Our Denver-based supplies are a valuable, locally available resource located near the point of use. This enables us to incrementally develop infrastructure to produce, treat and deliver water to customers based on their growing demands.

During fiscal 2021 and 2020, combined, we invested over $6.3 million in plant and facilities that interconnect the Rangeview District, WISE, and Sky Ranch water and wastewater systems to provide water and wastewater services to our growing customers at Sky Ranch and elsewhere. We expect to continue to invest in water rights and facilities as our customer demands grow.

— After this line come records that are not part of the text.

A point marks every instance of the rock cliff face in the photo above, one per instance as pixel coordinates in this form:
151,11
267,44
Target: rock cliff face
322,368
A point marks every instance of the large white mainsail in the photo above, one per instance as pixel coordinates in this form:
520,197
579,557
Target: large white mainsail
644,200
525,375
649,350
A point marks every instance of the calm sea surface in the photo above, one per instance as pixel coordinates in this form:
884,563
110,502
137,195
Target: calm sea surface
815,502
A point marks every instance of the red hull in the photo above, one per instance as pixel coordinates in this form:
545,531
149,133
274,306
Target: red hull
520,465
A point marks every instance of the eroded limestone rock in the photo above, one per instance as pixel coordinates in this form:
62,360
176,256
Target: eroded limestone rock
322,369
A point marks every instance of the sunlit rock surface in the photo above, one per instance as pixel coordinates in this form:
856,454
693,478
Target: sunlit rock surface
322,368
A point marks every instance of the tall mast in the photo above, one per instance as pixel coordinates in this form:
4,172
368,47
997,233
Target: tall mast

We continue developing our Sky Ranch property, including finishing lots for home builders, building additional water and wastewater infrastructure for residential and commercial development at the property, and having homes constructed for our single-family home rental business. During the years ended August 31, 2021 and 2020, we invested $7.3 million and $9.4 million in our Sky Ranch land to deliver finished lots and we spent under $1.0 million so far constructing three units for use in our build-to-rent business. Although the first development phase was our first project as a land developer, it was done ahead of our original schedule and on budget. We anticipate the first subphase of the second development phase, which broke ground in February 2021, to incur a total of $20.4 million of construction costs to deliver the lots, which is planned to occur over three years and be funded by the $17.8 million of total fees to be paid under our lot sales agreements and the reimbursement by the Sky Ranch CAB of $17.2 million of estimated public improvement costs. During the years ended August 31, 2021 and 2020, we sold 167 and 201 water and wastewater taps at Sky Ranch to homebuilders, which generated $5.2 million and $5.6 million of tap fees. As of August 31, 2021, we have sold 464 water and wastewater taps in the first development phase of Sky Ranch, which we believe the remaining 41 water and wastewater taps will be sold before the end of our second fiscal quarter of 2022, which will produce $1.2 million in revenue and cash. Based on current prices and engineering estimates, we believe the second development phase of Sky Ranch will produce more than $24.0 million in water and wastewater tap fee revenue and cash over several years.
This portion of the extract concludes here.